Officers handed out fliers with information about Butler County’s OVI Task Force and explained the consequences of driving while impaired, Fening said.
Kristy Duritsch, executive director of the Safety Council of Southwestern Ohio, said alcohol is not the only impairment to good driving.
“The biggest thing is to pay attention 100 percent of the time,” Duritsch said. “People say, ‘Oh, I’m a great driver!’ Well, guess what? There are a lot of really crappy drivers out there.”
“If you don’t pay attention 100 percent of the time, you’re going to miss something and you’re not going to be able to avoid a situation,” Duritsch said.
According to the National Highway Traffic Safety Administration, there is typically an increase in OVI-related fatalities over Labor Day weekend, which is why some police departments conduct checkpoints over the weekend.

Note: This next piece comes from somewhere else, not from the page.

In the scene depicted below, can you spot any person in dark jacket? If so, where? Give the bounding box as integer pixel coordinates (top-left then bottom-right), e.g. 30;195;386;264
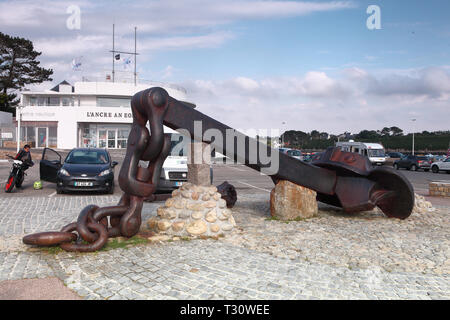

In Oxford, there were two OVI arrests for the month of June, one in July and four in August.
Thirteen local agencies throughout Butler County, including OPD, worked under a $225,000 federal grant to operate OVI checkpoints during the fiscal year ending this month. The county will hold a total of 18 checkpoints for this fiscal year in six areas: Fairfield, Hamilton, Middletown, Monroe, West Chester and Oxford.
Pete Reising, coordinator of the Butler County OVI Task Force and former Oxford police officer, said many police departments don’t have the staff for checkpoints and patrols.
“They have other details to cover as well,” Reising said. “Some of the bigger agencies [that] have more people can get more of the OVI overtime.”
Ideally, Fening said the department would have officers to work “saturation patrol. That’s cops working in cruisers that are noting and following the cars that are evading the checkpoint.”
“We just don’t have enough people,” Fening said.